| Action
is essential, even if we’re doomed
By KEN MIDKIFF
Published
Friday, February 22, 2008
(http://archive.columbiatribune.com/2008/feb/20080222comm002.asp)
Is it too late?
There are those who assert that no matter what we do - conserving
energy, turning to nonpolluting sources of electricity, getting
around in hybrid or zero-emission vehicles - we might be doomed.
Although the
United Nations’ prestigious Intergovernmental Panel on Climate
Change issued a dire warning that we had maybe two or three years
to turn things around by making dramatic changes, more and more
climatologists are convinced the time for action is past. They claim
what we have done is irreversible. Just as it takes decades to foul
the upper atmosphere, it will take an equal amount of time for greenhouse
gases to return to a normal level.
In the meantime,
they assert, what has been done will cause the planet’s temperature
to rise dramatically and suddenly, dooming our way of life and the
lives of most living things.
This is attributable
to feedback. The doom-and-gloom scenario goes something like this:
Increased temperatures
are melting the Arctic snowpack, exposing bare dirt to sunlight.

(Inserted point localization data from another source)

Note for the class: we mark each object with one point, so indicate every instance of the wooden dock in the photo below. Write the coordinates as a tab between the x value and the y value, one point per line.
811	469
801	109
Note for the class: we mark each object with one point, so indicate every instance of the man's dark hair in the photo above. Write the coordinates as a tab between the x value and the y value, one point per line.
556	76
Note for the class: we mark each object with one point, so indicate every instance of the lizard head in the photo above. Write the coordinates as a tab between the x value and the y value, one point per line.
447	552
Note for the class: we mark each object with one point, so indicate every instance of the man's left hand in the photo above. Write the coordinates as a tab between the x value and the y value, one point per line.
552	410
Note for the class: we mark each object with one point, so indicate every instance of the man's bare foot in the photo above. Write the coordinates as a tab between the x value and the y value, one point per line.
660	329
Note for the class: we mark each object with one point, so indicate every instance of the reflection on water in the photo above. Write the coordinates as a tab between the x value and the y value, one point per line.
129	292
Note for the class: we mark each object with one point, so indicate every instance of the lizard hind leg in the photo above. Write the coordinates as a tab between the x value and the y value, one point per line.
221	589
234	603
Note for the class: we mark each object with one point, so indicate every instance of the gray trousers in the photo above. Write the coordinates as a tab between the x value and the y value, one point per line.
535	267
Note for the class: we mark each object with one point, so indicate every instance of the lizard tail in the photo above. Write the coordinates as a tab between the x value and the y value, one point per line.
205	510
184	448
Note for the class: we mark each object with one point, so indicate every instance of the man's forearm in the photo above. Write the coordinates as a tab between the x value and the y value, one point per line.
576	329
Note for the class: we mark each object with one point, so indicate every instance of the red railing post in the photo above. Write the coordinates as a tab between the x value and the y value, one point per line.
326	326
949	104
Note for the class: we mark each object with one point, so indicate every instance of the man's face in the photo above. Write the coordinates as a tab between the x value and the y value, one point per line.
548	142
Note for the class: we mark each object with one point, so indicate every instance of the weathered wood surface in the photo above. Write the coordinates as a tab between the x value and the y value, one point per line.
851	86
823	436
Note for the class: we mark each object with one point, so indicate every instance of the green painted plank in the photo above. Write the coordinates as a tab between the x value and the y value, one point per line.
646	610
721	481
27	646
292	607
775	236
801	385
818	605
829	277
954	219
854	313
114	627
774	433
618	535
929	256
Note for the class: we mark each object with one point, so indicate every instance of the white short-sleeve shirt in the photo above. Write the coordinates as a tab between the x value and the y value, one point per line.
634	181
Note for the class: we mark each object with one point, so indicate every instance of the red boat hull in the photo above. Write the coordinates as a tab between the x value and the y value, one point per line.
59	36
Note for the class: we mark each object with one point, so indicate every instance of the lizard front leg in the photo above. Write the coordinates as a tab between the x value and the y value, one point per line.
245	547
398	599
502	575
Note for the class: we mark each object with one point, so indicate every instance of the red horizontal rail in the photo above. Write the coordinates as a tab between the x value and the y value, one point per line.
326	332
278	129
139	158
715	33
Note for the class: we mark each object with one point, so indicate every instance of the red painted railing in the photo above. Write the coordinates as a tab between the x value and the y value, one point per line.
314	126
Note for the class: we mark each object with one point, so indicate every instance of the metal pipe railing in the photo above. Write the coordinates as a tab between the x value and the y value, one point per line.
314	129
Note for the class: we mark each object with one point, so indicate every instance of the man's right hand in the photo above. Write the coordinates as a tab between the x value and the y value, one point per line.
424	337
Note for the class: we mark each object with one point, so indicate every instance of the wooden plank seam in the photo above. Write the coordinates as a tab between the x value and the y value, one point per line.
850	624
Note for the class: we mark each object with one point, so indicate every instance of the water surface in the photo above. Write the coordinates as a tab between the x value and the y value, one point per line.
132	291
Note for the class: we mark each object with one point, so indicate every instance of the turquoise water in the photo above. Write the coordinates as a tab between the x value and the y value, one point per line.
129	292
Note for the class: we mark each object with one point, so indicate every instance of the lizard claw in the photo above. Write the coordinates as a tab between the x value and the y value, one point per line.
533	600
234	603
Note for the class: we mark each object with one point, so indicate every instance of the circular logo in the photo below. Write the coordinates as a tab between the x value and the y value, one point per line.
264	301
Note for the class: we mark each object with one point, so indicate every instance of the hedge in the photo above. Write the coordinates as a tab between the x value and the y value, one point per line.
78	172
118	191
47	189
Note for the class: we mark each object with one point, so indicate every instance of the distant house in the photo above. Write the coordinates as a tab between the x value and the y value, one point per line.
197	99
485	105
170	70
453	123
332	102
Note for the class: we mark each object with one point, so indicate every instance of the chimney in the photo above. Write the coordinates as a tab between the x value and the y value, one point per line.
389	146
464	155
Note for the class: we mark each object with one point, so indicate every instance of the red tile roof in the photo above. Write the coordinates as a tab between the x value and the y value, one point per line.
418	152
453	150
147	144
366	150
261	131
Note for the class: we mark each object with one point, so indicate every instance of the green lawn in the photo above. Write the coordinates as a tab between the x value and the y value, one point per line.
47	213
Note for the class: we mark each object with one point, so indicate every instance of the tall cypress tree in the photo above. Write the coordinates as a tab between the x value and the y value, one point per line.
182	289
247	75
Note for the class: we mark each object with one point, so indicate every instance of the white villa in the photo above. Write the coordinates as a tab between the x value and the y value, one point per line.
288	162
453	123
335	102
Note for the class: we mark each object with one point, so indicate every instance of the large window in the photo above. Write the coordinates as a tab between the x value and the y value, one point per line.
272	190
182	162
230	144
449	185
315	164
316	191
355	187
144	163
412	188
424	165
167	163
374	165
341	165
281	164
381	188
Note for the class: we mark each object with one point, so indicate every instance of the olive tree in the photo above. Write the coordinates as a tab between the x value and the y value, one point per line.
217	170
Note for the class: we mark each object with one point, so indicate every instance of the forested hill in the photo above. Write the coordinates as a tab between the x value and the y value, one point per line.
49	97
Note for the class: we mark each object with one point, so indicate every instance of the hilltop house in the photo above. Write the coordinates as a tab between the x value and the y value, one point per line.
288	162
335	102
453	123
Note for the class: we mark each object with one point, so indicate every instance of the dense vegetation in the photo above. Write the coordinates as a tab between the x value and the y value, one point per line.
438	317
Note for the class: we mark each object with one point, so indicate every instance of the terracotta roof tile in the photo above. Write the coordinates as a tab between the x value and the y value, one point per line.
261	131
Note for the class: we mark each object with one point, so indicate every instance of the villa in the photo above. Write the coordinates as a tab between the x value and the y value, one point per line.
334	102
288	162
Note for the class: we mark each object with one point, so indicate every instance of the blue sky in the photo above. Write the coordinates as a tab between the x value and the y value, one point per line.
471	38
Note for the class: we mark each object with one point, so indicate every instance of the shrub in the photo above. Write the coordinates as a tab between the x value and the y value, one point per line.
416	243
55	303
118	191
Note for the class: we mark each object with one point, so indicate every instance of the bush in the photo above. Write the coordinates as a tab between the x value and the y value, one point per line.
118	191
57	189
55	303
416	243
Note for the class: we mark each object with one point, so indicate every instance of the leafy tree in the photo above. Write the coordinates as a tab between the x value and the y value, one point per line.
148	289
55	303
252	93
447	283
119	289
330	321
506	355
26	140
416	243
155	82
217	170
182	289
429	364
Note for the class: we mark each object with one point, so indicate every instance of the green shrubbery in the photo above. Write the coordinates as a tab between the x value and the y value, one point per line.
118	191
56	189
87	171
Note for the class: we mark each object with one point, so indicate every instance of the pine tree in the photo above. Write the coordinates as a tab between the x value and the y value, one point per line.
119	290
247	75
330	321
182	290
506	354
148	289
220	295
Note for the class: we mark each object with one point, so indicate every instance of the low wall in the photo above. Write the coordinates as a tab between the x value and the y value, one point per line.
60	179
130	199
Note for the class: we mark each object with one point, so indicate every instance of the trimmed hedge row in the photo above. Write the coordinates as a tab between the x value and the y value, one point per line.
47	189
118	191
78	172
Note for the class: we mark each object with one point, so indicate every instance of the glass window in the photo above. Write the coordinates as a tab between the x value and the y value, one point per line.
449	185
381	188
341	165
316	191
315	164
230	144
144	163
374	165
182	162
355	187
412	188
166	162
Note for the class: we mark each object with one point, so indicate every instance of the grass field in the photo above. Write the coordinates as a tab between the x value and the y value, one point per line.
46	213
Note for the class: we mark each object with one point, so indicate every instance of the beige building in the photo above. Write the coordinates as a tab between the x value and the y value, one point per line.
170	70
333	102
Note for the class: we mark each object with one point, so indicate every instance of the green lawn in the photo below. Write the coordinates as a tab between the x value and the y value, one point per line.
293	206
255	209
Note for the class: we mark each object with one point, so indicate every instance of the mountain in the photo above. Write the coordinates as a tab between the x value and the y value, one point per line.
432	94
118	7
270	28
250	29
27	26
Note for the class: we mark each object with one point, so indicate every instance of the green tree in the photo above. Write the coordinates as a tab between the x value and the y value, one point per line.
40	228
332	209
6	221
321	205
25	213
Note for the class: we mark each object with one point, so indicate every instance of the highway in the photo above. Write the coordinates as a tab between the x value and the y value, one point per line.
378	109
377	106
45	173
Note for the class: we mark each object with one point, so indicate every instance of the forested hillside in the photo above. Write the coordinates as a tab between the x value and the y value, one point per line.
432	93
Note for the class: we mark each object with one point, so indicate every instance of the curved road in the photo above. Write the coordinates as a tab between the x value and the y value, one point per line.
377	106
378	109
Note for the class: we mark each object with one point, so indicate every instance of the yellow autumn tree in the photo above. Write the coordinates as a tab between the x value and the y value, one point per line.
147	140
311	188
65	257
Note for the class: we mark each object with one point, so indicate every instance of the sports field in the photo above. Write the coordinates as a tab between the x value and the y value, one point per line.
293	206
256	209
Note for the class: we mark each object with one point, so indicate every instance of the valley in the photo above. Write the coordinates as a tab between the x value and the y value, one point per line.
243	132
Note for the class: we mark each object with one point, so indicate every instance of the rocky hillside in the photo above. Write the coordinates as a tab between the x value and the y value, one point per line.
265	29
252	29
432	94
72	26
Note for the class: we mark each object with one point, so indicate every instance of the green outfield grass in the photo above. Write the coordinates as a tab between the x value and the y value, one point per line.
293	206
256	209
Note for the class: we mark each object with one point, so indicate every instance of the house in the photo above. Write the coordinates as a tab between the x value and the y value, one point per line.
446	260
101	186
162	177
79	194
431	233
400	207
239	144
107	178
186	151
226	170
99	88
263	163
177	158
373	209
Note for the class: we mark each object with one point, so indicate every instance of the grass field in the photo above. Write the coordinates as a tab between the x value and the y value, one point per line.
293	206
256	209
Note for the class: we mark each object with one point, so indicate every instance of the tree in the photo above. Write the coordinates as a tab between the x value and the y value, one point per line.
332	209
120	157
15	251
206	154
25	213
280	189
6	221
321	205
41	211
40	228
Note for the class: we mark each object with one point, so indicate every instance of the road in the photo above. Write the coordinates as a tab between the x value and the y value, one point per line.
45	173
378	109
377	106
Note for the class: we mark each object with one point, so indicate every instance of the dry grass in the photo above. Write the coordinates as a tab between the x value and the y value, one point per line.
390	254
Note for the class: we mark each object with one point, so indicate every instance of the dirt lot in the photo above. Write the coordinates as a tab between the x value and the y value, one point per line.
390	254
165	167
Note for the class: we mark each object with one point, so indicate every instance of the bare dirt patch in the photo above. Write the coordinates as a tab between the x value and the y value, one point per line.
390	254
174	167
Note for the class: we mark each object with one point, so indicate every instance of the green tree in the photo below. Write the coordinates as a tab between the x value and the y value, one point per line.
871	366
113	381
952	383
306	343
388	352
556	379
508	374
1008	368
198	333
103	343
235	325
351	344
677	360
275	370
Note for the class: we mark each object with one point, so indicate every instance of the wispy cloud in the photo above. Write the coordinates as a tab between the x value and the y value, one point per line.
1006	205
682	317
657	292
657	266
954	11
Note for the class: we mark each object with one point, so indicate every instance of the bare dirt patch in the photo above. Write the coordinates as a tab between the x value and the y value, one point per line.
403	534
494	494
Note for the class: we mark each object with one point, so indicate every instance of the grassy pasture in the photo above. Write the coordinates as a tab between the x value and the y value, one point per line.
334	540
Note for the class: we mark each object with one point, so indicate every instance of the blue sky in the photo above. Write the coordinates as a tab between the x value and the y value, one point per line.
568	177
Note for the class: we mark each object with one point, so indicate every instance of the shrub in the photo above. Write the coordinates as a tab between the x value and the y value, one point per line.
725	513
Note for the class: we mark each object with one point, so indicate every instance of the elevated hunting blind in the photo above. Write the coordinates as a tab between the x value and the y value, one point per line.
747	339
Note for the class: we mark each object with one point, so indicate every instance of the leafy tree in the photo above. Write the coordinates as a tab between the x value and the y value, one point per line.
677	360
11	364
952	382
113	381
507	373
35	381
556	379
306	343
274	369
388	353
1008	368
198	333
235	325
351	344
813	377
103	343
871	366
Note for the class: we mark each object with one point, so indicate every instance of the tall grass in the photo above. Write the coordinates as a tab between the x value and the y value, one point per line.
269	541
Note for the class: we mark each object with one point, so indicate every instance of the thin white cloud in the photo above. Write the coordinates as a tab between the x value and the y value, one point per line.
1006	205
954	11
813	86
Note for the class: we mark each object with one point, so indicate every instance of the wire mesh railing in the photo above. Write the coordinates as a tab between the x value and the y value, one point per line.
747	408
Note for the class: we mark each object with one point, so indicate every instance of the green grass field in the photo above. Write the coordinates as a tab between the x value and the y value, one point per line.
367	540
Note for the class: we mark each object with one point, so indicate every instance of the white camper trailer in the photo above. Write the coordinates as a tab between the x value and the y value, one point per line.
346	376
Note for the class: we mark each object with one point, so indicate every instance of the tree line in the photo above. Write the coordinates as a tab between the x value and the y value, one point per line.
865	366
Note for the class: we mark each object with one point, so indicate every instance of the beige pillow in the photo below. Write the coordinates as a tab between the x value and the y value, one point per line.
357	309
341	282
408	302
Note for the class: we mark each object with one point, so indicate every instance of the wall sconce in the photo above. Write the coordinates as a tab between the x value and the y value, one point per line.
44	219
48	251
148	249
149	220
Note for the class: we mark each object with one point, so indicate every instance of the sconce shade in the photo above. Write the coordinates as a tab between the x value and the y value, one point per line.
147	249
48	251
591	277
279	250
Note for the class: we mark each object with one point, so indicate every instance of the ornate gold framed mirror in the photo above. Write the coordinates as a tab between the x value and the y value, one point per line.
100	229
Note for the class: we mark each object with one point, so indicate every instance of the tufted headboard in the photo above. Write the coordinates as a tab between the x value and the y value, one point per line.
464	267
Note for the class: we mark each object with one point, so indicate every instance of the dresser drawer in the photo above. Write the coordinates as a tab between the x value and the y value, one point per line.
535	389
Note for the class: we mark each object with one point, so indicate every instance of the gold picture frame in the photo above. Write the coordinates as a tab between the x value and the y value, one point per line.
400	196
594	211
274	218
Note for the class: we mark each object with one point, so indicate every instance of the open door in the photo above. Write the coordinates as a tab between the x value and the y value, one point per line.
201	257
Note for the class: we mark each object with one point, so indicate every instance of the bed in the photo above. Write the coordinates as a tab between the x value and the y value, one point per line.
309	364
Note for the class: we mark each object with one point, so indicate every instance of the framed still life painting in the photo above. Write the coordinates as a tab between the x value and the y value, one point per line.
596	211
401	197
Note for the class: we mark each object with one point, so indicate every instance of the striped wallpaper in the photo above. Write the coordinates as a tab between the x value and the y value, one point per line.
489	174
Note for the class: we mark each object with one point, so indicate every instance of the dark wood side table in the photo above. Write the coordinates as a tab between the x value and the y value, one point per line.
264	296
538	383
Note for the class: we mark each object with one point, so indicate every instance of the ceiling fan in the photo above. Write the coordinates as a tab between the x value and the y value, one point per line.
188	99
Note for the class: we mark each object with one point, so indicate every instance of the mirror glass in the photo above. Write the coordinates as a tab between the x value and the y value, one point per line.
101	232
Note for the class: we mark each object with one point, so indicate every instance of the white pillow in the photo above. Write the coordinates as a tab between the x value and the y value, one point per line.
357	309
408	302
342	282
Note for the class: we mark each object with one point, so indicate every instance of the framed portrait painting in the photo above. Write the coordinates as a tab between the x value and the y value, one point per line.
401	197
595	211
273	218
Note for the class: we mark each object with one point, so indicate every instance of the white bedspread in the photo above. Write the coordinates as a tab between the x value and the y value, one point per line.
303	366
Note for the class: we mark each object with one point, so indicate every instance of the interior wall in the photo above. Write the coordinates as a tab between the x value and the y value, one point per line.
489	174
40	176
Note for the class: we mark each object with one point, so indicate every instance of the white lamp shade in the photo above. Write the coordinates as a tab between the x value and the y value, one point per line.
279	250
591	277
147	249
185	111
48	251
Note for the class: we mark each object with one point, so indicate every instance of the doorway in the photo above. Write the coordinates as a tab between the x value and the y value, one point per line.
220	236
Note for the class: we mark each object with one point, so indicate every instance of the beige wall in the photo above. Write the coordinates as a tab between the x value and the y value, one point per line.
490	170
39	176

Rather than the snow reflecting the sunlight, the dirt absorbs it,
causing things in the north polar region to quickly heat up, causing
more melting, and on and on we go.
Likewise, the
Earth’s oceans have warmed to the point that they can no longer
act as a mechanism for capturing colder air but will instead contribute
to warming. Again, this process is ongoing. The warmer things get,
the less able the oceans are to absorb heat, and the temperature
goes up.
The polar ice
caps will melt. Glaciers will convert to water. The icy covering
of Greenland will be no more. Ocean levels will rise - inundating
cities built slightly above current sea level. The latter is quite
serious. Up to 65 percent of humans live in the danger zones along
the planet’s coasts.
Gloom and doom?
Perhaps. Or it could be just a dose of reality.
We cannot keep
on doing the same things and expect different results. That’s
Albert Einstein’s definition of insanity. We can’t keep
on sending carbon dioxide and methane into the upper atmosphere
and expect anything other than a planetary temperature increase.
But in our zeal
to continue doing things the same way, we are more than willing
to doom the planet in the long term. The Kansas Legislature voted
to allow the Sunflower Electric plant to be constructed without
any controls on carbon dioxide. The Columbia City Council voted
to buy 25 megawatts of electricity produced by Peabody’s coal-fired
Prairie State plant. We manufacture more gas-guzzling monster SUVs,
with tailpipe emissions contributing mightily to an increase in
greenhouse gases. More of everything that is most harmful - but
there are those who insist we keep on keeping on without realizing
that they’re acting counter to their own welfare.
There are, to
be sure, a few skeptics. There was never any doubt that greenhouse
gases (carbon dioxide, methane, water vapor) caused our climate
to be clement and that more gases in the upper atmosphere would
cause the planet to become warmer. But skeptics have now determined
it is futile to argue that the planetary temperature is not rising
- every measurement demonstrates that it is. The arguments now are
about human responsibility and which areas will be affected and
how.
As to the first
argument, the global-warming skeptics are willing to gamble with
everyone’s lives. If human activities are responsible for
raising the level of greenhouse gases and no contrary action is
taken, the gamble fails. That is not a risk that should be taken.
At what level
of certainty is a seat belt to be fastened? Even if we are just
contributing to (not totally causing) global warming, we need to
find nonpolluting ways of doing things.
There are, indeed,
vast differences of opinion about the effects of global warming
in the next decade or so. It could well be that the Midwest will
experience weather that is a bit cooler on average. It could well
be that the desert Southwest will become uninhabitable.
It could well
be that hotheads in Kansas will become a bit cooler. The problem
is that all short-term projections (except the temperature of state
senators) are based on computer models - and the data dictate what
will come out. Different data result in different conclusions.
But that’s
in the short term. In this mess of uncertainty, one thing is clear:
All computer models agree that in the long term - beyond 10 years
- unless dramatic changes occur immediately, the Earth’s temperature
will soar to the point that we’ll all be forced to move to
Canada and bananas will grow in Iceland. It won’t be "climate
change" any longer, it’ll become global heating. Rather
than 1 degree higher on average, it will become 10 degrees. Rather
than an inch or two of sea level rise, this will be measured in
feet.
It need not
be this way (unless the doom and gloomers are correct). We need
not move to Hudson Bay or live in caves with no electricity or heat.
We just need to find ways to continue our way of life without dooming
the planet. Those ways are readily available.
To continue
doing the same things and expecting different results is insane.
There are better ways. Let’s adopt them.